Como ha hemos señalado, la situación jurídica de la estrategia de seguridad del Estado
mexicano acusa una profunda ambigüedad. La comprensión de la criminalidad que ha
suscitado esta coyuntura de guerra se ha limitado a la infinidad de casos contra militares ya
sea en fueron militares o en tribunales civiles. Sin embargo, si algo nos ha enseñado la
doctrina jurídica contemporánea, es precisamente a distinguir entre delitos de guerra, estos
que se han tipificado ya en la Convención de la Haya como excesos criminales de los
soldados en pos de la victoria, y la guerra criminal, esto es, una política de seguridad que
instituye prácticas de seguridad que son propias de una guerra total o permanente y que
involucra o compromete a un número sorprendente de individuos y de funcionario públicos
más allá del ejército.
El equívoco de la estrategia de seguridad, como hemos dicho, no está en la
intervención del ejército: cuando las autoridades locales han sido tomadas por
organizaciones criminales; cuando la autoridad civil de la seguridad ha sido rebasada,
entonces es precisa la intervención del ejército, pero no para custodiar un orden civil que
está completamente simulado, que ya no existe, sino para reestablecerlo según los propios
medios del adiestramiento y de la doctrina militar, por medio de protocolos que sean
acordes a los principios del Derecho de guerra y de la doctrina de los Derechos humanos y
no sólo con la vaga instrucción de patrullaje y del establecimientos de retenes.
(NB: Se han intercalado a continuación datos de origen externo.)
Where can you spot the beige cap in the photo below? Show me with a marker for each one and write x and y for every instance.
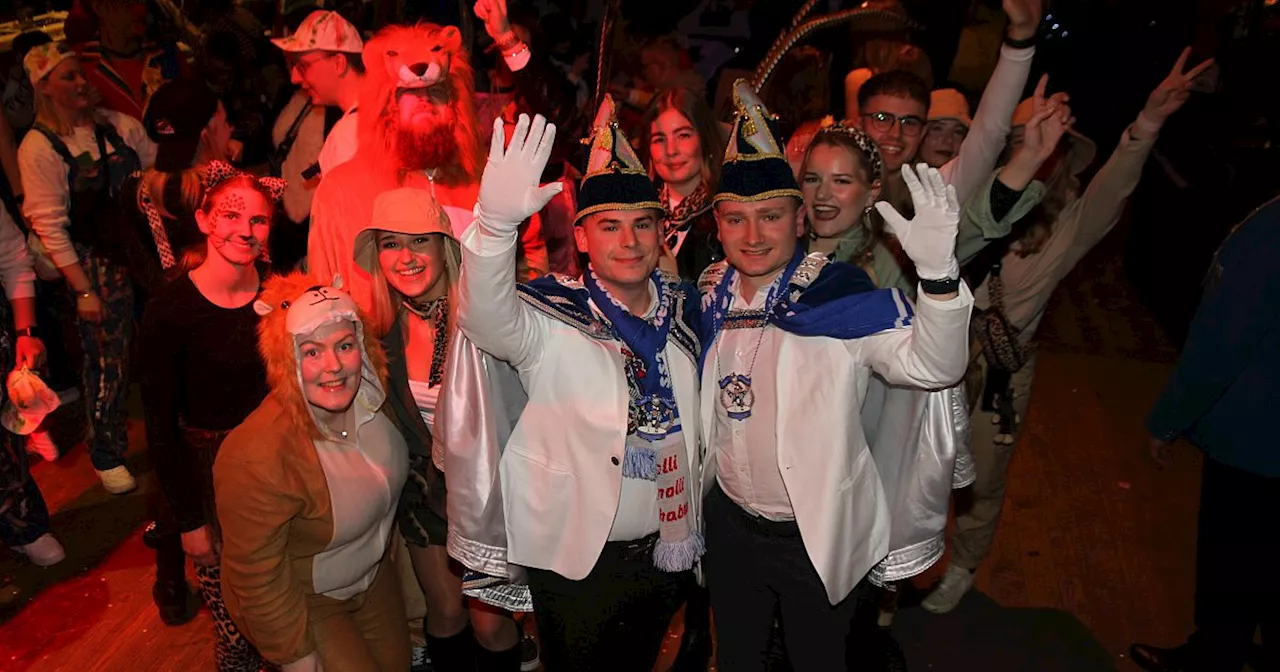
(42, 59)
(323, 31)
(407, 210)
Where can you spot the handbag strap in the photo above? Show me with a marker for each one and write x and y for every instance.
(996, 288)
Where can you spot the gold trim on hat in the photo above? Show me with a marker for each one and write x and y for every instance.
(752, 124)
(762, 196)
(600, 208)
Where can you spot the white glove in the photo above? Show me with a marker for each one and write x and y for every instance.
(929, 238)
(510, 191)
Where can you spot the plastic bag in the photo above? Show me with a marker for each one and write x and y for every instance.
(30, 401)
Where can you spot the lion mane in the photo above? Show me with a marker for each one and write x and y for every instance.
(423, 44)
(277, 347)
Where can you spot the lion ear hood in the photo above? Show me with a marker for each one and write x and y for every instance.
(292, 307)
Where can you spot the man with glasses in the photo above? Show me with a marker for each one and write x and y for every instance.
(896, 108)
(325, 64)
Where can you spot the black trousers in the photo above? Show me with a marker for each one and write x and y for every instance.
(612, 620)
(1239, 531)
(758, 570)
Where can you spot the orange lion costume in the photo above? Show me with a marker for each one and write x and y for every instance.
(417, 128)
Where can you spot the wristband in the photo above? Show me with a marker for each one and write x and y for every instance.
(940, 287)
(508, 41)
(1022, 44)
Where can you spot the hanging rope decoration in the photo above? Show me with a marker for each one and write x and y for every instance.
(795, 21)
(791, 39)
(604, 54)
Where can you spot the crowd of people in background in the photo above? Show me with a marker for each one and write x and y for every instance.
(385, 306)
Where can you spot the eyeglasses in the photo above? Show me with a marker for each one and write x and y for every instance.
(883, 122)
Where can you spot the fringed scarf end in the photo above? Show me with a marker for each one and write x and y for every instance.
(679, 556)
(639, 462)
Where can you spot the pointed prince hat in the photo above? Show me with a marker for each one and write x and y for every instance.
(755, 168)
(615, 178)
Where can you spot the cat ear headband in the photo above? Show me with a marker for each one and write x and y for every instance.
(219, 172)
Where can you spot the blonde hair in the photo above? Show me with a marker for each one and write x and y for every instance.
(1061, 188)
(388, 304)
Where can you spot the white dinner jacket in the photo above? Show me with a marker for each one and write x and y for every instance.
(561, 470)
(823, 456)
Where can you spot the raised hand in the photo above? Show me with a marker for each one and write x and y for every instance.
(1173, 92)
(494, 16)
(1024, 18)
(510, 190)
(1048, 123)
(929, 237)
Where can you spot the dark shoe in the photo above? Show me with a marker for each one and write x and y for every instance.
(1157, 659)
(420, 661)
(151, 535)
(891, 656)
(695, 652)
(451, 654)
(529, 658)
(176, 602)
(507, 661)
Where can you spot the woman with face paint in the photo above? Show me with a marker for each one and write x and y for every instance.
(414, 260)
(685, 146)
(307, 488)
(190, 128)
(201, 378)
(72, 169)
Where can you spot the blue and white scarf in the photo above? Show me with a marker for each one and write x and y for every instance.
(654, 444)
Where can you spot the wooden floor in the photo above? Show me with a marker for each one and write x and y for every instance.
(1091, 528)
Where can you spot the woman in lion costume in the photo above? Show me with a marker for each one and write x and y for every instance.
(417, 129)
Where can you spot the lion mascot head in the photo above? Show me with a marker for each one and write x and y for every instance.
(417, 104)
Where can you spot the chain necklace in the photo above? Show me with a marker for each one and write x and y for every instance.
(434, 311)
(736, 394)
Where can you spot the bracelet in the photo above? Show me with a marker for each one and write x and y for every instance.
(520, 50)
(508, 41)
(1022, 44)
(940, 287)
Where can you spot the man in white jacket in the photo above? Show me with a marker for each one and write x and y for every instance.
(598, 478)
(795, 512)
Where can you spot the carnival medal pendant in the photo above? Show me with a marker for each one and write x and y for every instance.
(736, 396)
(654, 417)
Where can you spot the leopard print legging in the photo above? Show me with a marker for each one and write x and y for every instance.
(232, 650)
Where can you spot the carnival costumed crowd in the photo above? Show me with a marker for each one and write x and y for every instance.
(734, 368)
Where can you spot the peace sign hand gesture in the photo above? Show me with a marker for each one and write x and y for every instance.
(1173, 92)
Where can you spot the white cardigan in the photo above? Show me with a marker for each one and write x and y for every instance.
(560, 470)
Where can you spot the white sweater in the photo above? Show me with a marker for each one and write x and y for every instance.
(45, 186)
(991, 123)
(16, 266)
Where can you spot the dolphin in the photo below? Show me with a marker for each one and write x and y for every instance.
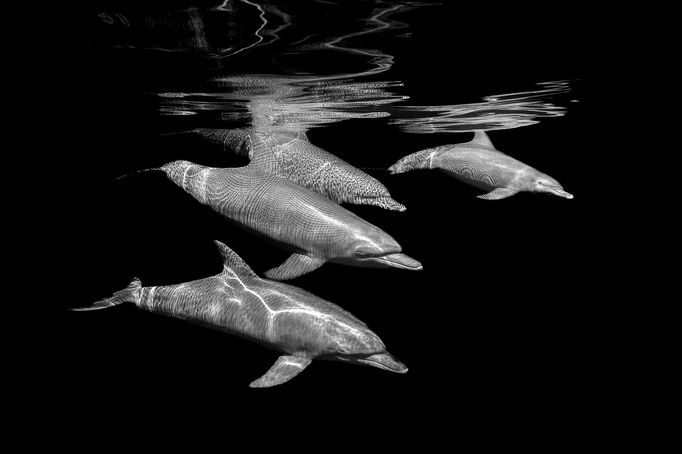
(480, 164)
(310, 225)
(283, 317)
(290, 155)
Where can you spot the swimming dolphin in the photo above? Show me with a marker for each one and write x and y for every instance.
(286, 318)
(313, 227)
(480, 164)
(290, 155)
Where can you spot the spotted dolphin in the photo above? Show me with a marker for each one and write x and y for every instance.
(286, 318)
(479, 164)
(290, 155)
(310, 225)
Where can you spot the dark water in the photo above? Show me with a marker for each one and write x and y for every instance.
(492, 330)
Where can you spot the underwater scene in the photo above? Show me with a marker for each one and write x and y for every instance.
(340, 200)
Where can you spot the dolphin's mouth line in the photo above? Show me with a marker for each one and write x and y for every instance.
(392, 261)
(560, 192)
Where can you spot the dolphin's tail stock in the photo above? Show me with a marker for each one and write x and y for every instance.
(233, 140)
(420, 160)
(130, 294)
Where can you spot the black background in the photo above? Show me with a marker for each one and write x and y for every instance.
(497, 331)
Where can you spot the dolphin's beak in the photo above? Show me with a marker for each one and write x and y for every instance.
(384, 361)
(560, 192)
(398, 260)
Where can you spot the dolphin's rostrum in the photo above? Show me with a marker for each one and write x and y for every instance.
(480, 164)
(286, 318)
(314, 228)
(290, 155)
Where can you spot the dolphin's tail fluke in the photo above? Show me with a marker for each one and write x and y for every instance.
(130, 294)
(420, 160)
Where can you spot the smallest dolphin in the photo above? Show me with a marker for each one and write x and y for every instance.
(479, 164)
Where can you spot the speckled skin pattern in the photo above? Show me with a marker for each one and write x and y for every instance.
(285, 318)
(290, 155)
(480, 167)
(296, 218)
(479, 164)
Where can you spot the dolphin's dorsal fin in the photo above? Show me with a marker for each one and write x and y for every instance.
(285, 368)
(231, 261)
(482, 139)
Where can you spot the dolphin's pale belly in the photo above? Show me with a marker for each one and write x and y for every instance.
(290, 321)
(284, 212)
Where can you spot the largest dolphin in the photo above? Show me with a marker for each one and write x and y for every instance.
(290, 155)
(478, 163)
(312, 226)
(281, 316)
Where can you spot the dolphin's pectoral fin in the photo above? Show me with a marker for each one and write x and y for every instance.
(296, 265)
(497, 194)
(285, 368)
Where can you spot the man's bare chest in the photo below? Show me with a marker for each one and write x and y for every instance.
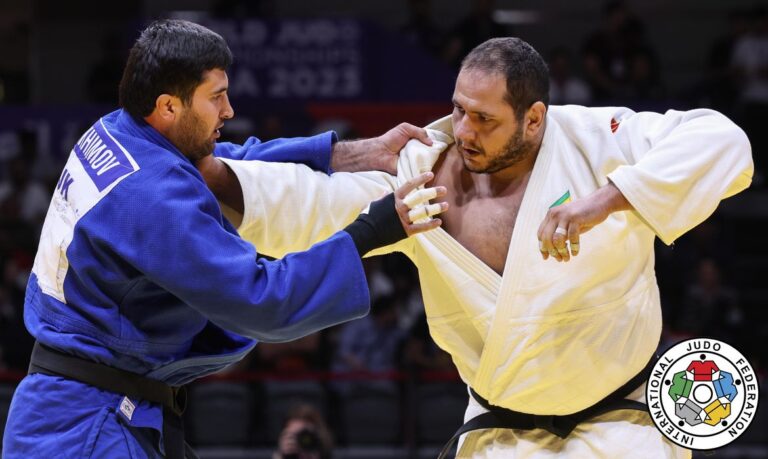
(483, 226)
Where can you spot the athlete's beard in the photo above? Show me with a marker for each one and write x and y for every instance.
(514, 151)
(193, 138)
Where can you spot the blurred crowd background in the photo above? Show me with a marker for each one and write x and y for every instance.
(378, 386)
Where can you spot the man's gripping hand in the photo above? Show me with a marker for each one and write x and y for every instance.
(559, 232)
(378, 153)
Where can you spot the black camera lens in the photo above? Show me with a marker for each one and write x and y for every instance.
(308, 440)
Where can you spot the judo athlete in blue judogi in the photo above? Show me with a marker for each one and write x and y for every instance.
(140, 285)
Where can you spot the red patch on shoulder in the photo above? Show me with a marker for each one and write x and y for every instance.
(614, 124)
La falta de
instrucción y de protocolos por parte de las fuerzas federales en el combate contra el crimen
organizado, se ha traducido de manera sistemática y generalizada en operativos cuyo
intencionalidad manifiesta es la ejecución extrajudicial de criminales. En este punto, los
casos de Tlatlaya y Tanhuato han revelado una política de seguridad permanente.
Sobre esta base, dejo abiertas las siguientes preguntas: Por una parte: ¿Cómo
confrontar la responsabilidad penal con un número sorprendente de funcionarios públicos
que han sido extorsionados por la delincuencia organizada y no sólo han permitido, sino
autorizado y cumplimentado las actividades criminales sobre poblaciones civiles enteras? Y
por otra parte, ¿cómo determinar el grado de responsabilidad, no sólo política, sino penal,
de un gabinete de seguridad, que ha implementado una política de seguridad que no es otra
cosa más que un estado de guerra o de excepción permanente? Acaso este otro crimen, que
no está contemplado dentro del Derecho de guerra, puesto que no es un crimen de guerra,
sino una guerra criminal, ¿no podría considerarse como un delito de lesa humanidad, en
tanto que impone sobre poblaciones enteras una política de seguridad que hunde la
condición humana en medio de un régimen de violencia normalizada? ¿Acaso la guerra
criminal no abre una dimensión que reclama de una jurisdicción que sólo las llamadas
comisiones de la verdad o de reconciliación pueden desarrollar?